Kentucky Governor Matt Bevin addressed a packed room at Murray City Hall on Friday. He fielded questions from attendees that ranged from alternative fixes for the state’s ailing pension system to his opinion on President Donald Trump’s retaliatory tariffs.
Tax Breaks For Corporations To Fund Pension System And Education
Bevin said funding for pensions and education cannot be achieved by taking away tax breaks for corporations. Several teachers in the audience pressed him on why Kentucky’s ailing pension system couldn’t be saved by taking tax breaks away from corporations.
He said he believes raising taxes--even by a small amount--for those companies would make them move to neighboring states that would tax them less.
“People go over the border...the reason Dollar General left here, the reason Yum! left here- they had enough,” Bevin said. “At what point what’s going to be the straw that breaks the camel’s back? The reality is why should we tax the wealth producers...the people who make the jobs?”
Bevin asked audience members who owned businesses if they would want their taxes raised. Murray State professor Chris Mitchell said there was a difference between a small business and a corporation. Bevin disagreed, saying there wasn’t a difference between them “on paper.”
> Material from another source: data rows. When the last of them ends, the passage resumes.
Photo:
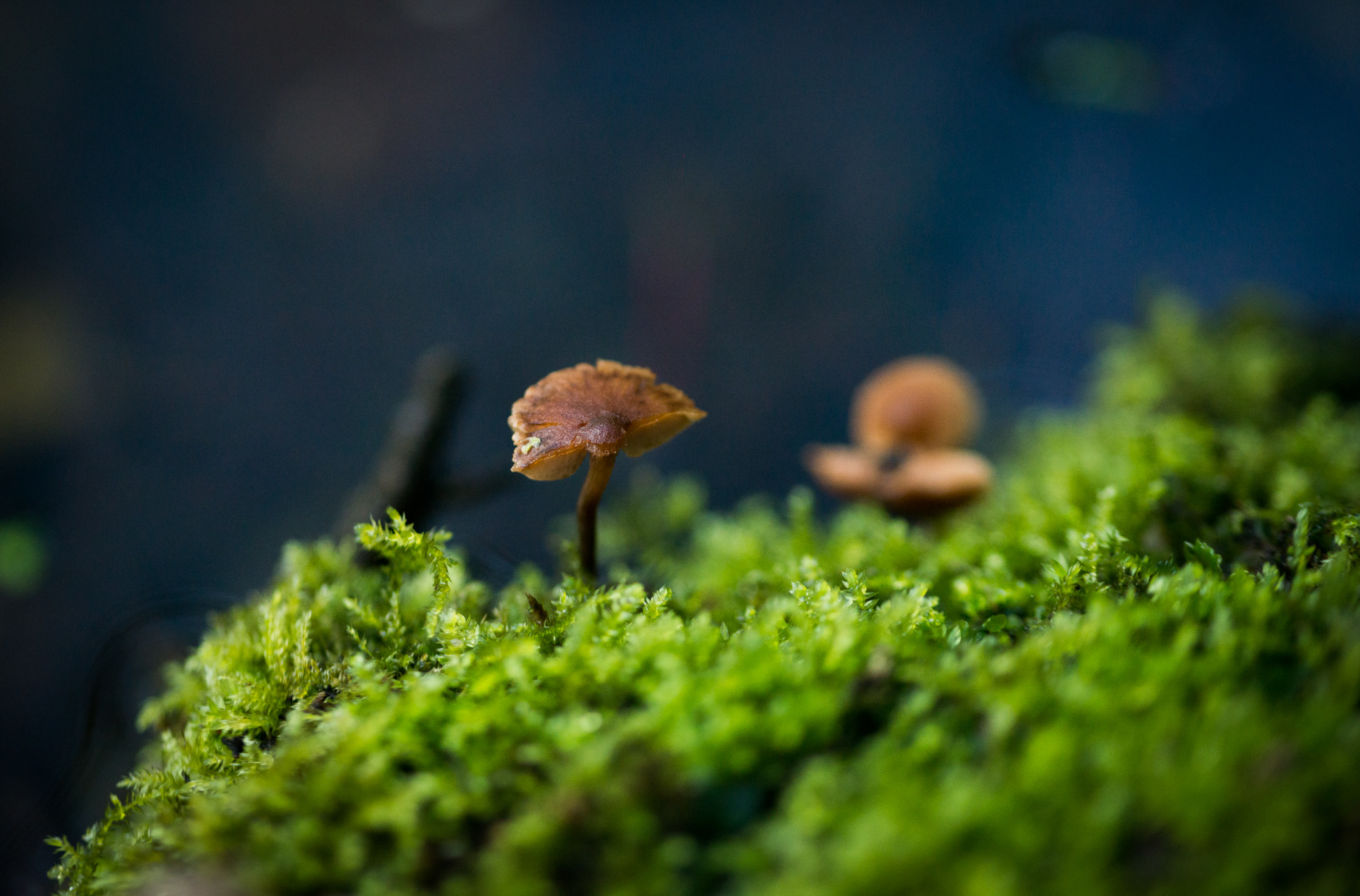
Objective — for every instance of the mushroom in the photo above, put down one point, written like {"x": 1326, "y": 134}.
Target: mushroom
{"x": 906, "y": 421}
{"x": 593, "y": 410}
{"x": 933, "y": 481}
{"x": 914, "y": 403}
{"x": 920, "y": 485}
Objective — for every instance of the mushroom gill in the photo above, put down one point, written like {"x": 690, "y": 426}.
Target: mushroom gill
{"x": 593, "y": 411}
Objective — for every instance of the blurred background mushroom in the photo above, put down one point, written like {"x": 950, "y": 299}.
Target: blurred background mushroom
{"x": 909, "y": 422}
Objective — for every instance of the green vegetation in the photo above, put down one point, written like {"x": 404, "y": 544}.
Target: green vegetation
{"x": 23, "y": 558}
{"x": 1135, "y": 668}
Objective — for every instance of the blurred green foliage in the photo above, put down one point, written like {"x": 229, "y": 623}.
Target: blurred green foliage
{"x": 23, "y": 556}
{"x": 1135, "y": 668}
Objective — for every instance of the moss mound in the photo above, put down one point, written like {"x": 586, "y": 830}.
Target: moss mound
{"x": 1136, "y": 668}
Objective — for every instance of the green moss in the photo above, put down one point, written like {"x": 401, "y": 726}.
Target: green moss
{"x": 1135, "y": 668}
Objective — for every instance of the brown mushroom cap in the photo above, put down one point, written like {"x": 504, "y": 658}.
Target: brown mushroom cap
{"x": 843, "y": 471}
{"x": 914, "y": 403}
{"x": 598, "y": 410}
{"x": 933, "y": 481}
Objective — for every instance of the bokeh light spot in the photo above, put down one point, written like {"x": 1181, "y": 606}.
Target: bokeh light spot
{"x": 23, "y": 558}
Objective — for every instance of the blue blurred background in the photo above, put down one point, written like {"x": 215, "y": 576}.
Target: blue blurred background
{"x": 228, "y": 230}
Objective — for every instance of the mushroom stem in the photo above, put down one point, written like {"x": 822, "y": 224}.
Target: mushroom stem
{"x": 586, "y": 506}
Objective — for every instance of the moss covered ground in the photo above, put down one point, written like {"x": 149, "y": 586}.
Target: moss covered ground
{"x": 1134, "y": 669}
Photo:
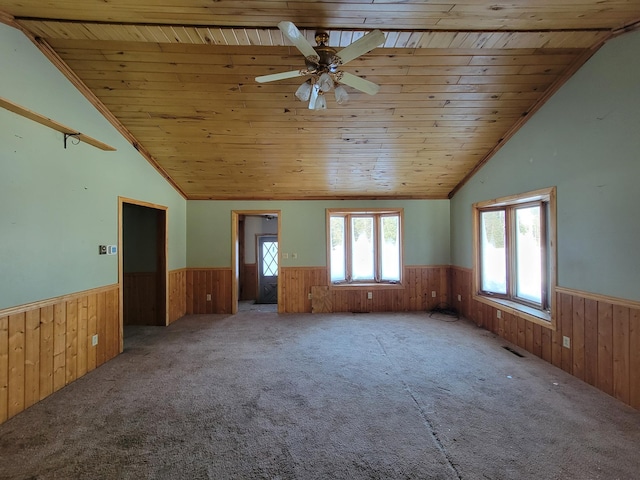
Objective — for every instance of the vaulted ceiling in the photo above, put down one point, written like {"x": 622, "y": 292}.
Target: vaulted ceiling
{"x": 457, "y": 79}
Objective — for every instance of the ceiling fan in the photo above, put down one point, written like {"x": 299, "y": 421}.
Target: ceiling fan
{"x": 323, "y": 65}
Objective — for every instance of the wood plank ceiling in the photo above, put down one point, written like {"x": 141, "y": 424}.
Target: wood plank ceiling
{"x": 457, "y": 78}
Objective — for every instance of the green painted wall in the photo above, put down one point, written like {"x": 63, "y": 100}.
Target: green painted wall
{"x": 57, "y": 205}
{"x": 303, "y": 230}
{"x": 585, "y": 141}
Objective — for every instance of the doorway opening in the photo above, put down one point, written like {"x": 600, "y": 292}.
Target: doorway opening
{"x": 143, "y": 263}
{"x": 256, "y": 259}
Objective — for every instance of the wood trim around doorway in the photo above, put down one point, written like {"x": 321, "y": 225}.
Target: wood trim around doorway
{"x": 164, "y": 260}
{"x": 235, "y": 265}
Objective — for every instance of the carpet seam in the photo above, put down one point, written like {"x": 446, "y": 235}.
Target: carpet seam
{"x": 425, "y": 418}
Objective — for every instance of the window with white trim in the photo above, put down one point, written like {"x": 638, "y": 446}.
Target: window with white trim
{"x": 364, "y": 246}
{"x": 514, "y": 249}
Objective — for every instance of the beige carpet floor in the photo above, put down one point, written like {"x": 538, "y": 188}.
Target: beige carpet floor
{"x": 341, "y": 396}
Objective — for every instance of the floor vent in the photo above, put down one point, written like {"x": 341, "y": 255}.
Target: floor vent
{"x": 518, "y": 354}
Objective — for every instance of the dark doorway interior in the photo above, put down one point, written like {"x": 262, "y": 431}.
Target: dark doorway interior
{"x": 144, "y": 265}
{"x": 251, "y": 228}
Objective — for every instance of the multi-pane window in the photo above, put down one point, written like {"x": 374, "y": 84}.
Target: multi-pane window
{"x": 514, "y": 251}
{"x": 364, "y": 246}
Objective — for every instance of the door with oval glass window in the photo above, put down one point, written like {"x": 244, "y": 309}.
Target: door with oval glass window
{"x": 267, "y": 269}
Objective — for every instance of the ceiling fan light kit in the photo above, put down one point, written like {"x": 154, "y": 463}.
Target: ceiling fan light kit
{"x": 323, "y": 63}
Retaining Teachers And Backlash For Previous Comments
Several teachers in the audience voiced concerns about incentivizing educators to stay in Kentucky after the recent pension overall. Bevin said he doesn’t think teachers will want to leave Kentucky to work in other states with higher pay. He said teachers don’t go into their profession to “make money.”
“None of them go in expecting their going to do well financially in life, they do it as a passion and as a calling,” Bevin said. “The result of which is that if relative to other places making as much or more, they’re not going to go chasing a dollar in some other state. So don’t worry about that- because I know the motivations of the vast majority of teachers are very different than what that would imply.”
He said Kentucky teachers are paid more than the average teacher in the United States when cost of living is included. NPR reports that average the average salary for Kentucky teachers, when adjusting for cost of living, is $60,927. The national average for that year $55,521. However, NPR also reported:
Before we get into the numbers, a few quick caveats: There is obviously wide variation in the costs of living within states, too, that these numbers can't clearly capture. In some cases, deep pockets of veteran teachers may also conceal low pay for young teachers. If you're curious to know what states pay their starting teachers, EdBuild has looked at that, too.
When an audience member asked Bevin if he agreed with Trump’s recent tariffs against many U.S. allies, Bevin said that he is not a fan and doesn’t think that there should be tariffs in either direction.
“I truly believe that we should have not just free trade, but fair trade,” Bevin said.
Bevin said tariffs have existed for two reasons: to protect a nascent industry that is growing and to take money out of people’s pockets.
“They know the world wants to buy American products, so when we sell it, they say you can buy them, but we, the government of ‘XYZ country’ is going to take money out of your pocket for our government use in order for you to have an American product,” Bevin said.
Fancy Farm Picnic
Bevin said he has not decided if he will make an appearance at the Fancy Farm Picnic on August 4. The Fancy Farm picnic in Graves County is a stump-style political event known for barbecue and a spirited atmosphere. The annual event is a fundraiser for St. Jerome Catholic Church. Bevin’s political rival Attorney General Andy Beshear announced his run for governor earlier this month and will be speaking at the event. Bevin has not yet announced if he will run for governor in 2019.